Décrocher un emploi n’est jamais chose facile. La tâche est d’autant plus ardue et les obstacles plus nombreux, lorsque le candidat à l’embauche est atteint de cécité. Une situation que connait bien Luc Labbé. Aveugle lui-même, il est directeur général chez Horizon-Travail, un service de conseil qui met en relation des employeurs avec des travailleurs aveugles au Québec.

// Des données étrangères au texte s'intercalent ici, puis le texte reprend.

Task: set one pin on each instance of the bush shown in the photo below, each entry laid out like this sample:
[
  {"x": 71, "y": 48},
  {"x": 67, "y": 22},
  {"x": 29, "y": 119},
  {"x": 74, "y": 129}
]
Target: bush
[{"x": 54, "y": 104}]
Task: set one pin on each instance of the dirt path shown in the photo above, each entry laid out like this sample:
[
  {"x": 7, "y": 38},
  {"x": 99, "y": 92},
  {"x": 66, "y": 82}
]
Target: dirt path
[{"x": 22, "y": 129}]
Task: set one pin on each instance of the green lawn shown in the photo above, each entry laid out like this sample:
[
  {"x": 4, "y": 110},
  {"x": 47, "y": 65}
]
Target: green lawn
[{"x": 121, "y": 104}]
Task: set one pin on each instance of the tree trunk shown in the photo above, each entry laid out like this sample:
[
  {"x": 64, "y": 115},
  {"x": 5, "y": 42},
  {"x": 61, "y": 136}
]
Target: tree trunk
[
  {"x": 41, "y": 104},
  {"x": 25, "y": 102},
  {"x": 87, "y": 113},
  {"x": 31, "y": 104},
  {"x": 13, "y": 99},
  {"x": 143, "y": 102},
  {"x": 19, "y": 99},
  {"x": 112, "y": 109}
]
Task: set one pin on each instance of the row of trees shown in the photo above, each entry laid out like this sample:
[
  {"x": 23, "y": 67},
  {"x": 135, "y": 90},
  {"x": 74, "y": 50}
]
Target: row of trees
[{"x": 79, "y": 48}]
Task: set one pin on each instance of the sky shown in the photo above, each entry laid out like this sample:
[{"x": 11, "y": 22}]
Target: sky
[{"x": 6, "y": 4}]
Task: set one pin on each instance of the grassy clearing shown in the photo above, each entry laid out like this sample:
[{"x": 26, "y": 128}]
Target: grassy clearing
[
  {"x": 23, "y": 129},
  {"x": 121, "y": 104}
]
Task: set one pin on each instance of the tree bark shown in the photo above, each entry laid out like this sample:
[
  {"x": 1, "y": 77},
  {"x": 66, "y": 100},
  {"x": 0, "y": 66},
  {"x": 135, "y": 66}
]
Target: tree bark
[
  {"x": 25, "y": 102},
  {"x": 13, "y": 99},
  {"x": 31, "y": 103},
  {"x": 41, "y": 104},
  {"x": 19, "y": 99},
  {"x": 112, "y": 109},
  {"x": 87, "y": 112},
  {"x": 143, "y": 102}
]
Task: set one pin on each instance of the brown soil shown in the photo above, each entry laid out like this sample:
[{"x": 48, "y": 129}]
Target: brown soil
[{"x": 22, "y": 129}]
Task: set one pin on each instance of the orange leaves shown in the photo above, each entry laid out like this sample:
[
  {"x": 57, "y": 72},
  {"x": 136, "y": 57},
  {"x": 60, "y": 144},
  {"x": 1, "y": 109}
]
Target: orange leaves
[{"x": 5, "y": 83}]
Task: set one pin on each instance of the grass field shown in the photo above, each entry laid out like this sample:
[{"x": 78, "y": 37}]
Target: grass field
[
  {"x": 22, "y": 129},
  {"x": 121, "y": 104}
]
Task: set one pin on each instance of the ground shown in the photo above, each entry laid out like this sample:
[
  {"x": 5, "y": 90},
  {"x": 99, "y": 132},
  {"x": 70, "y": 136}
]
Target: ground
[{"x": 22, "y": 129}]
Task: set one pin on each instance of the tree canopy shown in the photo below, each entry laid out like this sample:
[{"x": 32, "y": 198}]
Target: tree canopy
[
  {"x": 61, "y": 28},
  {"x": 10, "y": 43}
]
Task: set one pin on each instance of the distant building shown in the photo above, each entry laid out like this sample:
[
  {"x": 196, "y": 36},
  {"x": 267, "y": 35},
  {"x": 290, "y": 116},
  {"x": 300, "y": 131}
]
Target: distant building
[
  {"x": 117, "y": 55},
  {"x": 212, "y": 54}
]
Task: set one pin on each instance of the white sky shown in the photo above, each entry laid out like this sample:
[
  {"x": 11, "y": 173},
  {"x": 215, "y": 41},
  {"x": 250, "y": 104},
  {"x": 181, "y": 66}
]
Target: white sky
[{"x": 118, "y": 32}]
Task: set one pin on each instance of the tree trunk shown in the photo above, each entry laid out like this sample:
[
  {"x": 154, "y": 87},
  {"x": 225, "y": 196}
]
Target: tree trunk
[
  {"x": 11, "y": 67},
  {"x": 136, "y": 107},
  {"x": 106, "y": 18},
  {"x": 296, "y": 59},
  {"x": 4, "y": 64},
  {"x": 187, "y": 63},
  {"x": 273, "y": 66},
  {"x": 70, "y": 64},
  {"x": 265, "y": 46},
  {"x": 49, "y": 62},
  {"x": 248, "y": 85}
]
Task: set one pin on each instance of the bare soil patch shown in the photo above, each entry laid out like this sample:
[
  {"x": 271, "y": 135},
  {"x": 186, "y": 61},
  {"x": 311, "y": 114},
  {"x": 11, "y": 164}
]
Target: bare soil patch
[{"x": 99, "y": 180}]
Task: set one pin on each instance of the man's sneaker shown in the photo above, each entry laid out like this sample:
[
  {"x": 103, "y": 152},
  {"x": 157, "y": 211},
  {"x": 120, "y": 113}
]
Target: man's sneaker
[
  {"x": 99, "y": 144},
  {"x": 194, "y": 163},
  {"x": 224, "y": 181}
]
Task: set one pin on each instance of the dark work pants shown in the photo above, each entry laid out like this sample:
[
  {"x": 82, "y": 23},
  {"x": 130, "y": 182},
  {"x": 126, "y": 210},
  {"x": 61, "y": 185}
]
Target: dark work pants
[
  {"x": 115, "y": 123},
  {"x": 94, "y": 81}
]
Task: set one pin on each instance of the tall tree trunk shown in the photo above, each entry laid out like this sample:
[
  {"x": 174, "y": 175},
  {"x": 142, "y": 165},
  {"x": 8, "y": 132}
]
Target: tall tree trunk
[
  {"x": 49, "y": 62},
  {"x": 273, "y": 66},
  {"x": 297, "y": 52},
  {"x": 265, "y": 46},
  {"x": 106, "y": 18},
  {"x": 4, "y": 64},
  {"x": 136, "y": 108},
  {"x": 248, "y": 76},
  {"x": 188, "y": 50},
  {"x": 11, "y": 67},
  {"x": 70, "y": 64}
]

Horizon-Travail cherche à combattre la peur. La peur de postuler à une offre d’emploi pour les aveugles, et la peur d’embaucher des malvoyants pour les employeurs. C’est toute la philosophie de l’organisme d’inclusion fondé au Québec et dirigé depuis 2005 par Luc Labbé. Ayant lui-même une déficience visuelle, il souhaite avant tout balayer les préjugés et les abus de langage relatifs à la cécité. Notamment le fait que « 99,5% des personnes aveugles ne vivent pas dans le noir et distinguent certaines couleurs ou des formes ». De même, tous n’ont pas besoin d’une canne ou d’un chien guide, « qui ne guide d’ailleurs pas mais sert uniquement à éviter les obstacles au sol ».
Briser les clichés des dirigeants envers les salariés aveugles
Selon le directeur d’Horizon-Santé, ces clichés participent à « la méconnaissance globale sur la condition des aveugles ». Or si la société comprend mal la cécité, « les employeurs ne dérogent pas à la règle » précise Luc Labbé. Ainsi les entrepreneurs ont « des craintes totalement infondées » sur les aveugles. Une situation qui les pousse à avoir peur d’embaucher des personnes malvoyantes. Pourtant, ces dernières sont souvent totalement autonomes et nécessitent peu d’aménagement de postes. En effet, elles possèdent bien souvent déjà « un ordinateur spécialisé pour leur défaut de vision, un clavier en braille, ou même une synthèse vocale » pour faciliter la compréhension des textes. Un salarié aveugle « ne représente donc pas un investissement supplémentaire » pour les employeurs.
Toutefois « les locaux doivent être adaptés » souligne Luc Labbé. Notamment avec des ascenseurs ou des escaliers munis de balises de couleurs. Cependant les aménagements ne profitent pas uniquement aux malvoyants. De telles accès « peuvent aussi servir pour les poussettes, les femmes enceintes ou les personnes à mobilité réduite ». L’objectif de Luc Labbé est donc de changer le paradigme sur les aveugles. En clair, « ces personnes ne sont pas handicapées, mais sont placées en situation handicapante si leur environnement de travail n’est pas adéquat ». A titre d’exemple Luc Labbé évoque sa propre expérience : « moi, dans mon environnement de travail, je suis aussi autonome que n’importe qui parce que tout est adapté à ma condition ».
Ainsi tout l’enjeux pour Horizon-Travail n’est pas seulement d’épauler les malvoyants dans leur candidature. Il s’agit aussi « d’accompagner les patrons » pour leur montrer que l’embauche d’une personne atteinte de déficience visuelle n’engendre pas davantage de complications.
Mieux réaliser les entretiens d’embauche
Pour ces raisons Luc Labbé appelle les employeurs à davantage d’ouverture. Principalement en ce qui concerne les offres d’emploi où « certains critères peuvent paraitre discriminatoires ». Le directeur général d’Horizon-Travail prend comme exemple le cas du permis de conduire. En effet, certains employeurs le demande par défaut alors qu’il n’est, dans les faits, pas nécessaire pour l’exercice de la mission. Une condition qui peut donc « dissuader une personne aveugle de se postuler ». Ce qui peut aussi « priver l’employeur de profils talentueux ».
De même Luc Labbé estime que l’équité entre aveugles et salariés sans déficience visuelle se fait lors de l’entretien. Raison pour laquelle il demande aux malvoyants d’éviter « de cacher leur différence ». Une erreur qu’il a lui même pu commettre par le passé. Or cela se remarque rapidement lorsqu’il s’agit de lire un texte, et notamment un contrat de travail. Luc Labbé incitent donc les aveugles en recherche d’emploi à « avertir au préalable l’employeur » de leur cécité. Par conséquent, « les deux parties peuvent concentrer l’entretien non plus sur les potentielles incapacités du candidat » mais plutôt sur ses capacités réelles. Dans le cas contraire le chercheur d’emploi aveugle passera plus de temps à expliquer ce qu’il ne peut pas faire et n’aura donc pas le temps de se vendre et vanter ses talents.